Burgemeester en wethouders zijn bevoegd de bestemming 'Bedrijf' te wijzigen in die zin dat:

  • a. de bestemming wordt gewijzigd in de bestemming 'Agrarisch', met dien verstande dat:
    • 1. de bedrijfsactiviteiten, niet zijnde agrarische bedrijfsactiviteiten, zijn beëindigd;
    • 2. het agrarische bedrijf naar de feitelijke aard en (milieu-)invloed op de omgeving gelijk kan worden gesteld met bedrijfsactiviteiten als genoemd in categorie 1 of 2;
    • 3. in het wijzigingsplan een verantwoording is opgenomen ten aanzien van beleid en wetgeving;
    • 4. na toepassing van de wijzigingsbevoegdheid de regels behorende bij de bestemming 'Agrarisch' van overeenkomstige toepassing zijn.

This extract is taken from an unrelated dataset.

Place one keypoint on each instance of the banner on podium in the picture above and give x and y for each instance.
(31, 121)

  • b. de bestemming wordt gewijzigd in de bestemming 'Wonen - 1', met dien verstande dat:
    • 1. de bedrijfsactiviteiten zijn beëindigd;
    • 2. de opstallen van het betreffende bedrijf volledig worden gesloopt;
    • 3. de eventueel aanwezige bedrijfswoning wordt gewijzigd in een burgerwoning;
    • 4. de woning uit milieuhygiënisch oogpunt geen belemmeringen met zich mee brengt voor de bedrijfsvoering van de omliggende bedrijven, waaronder mede begrepen agrarische bedrijven;
    • 5. de verschijningsvorm van een nieuw te bouwen woning past binnen, dan wel geen onevenredige afbreuk doet aan de karakteristiek van het buitengebied;
    • 6. voldaan wordt aan de Wet geluidhinder;
    • 7. in het wijzigingsplan een verantwoording is opgenomen ten aanzien van beleid en wetgeving;
    • 8. na toepassing van de wijzigingsbevoegdheid de regels behorende bij de bestemming 'Wonen - 1' van overeenkomstige toepassing zijn.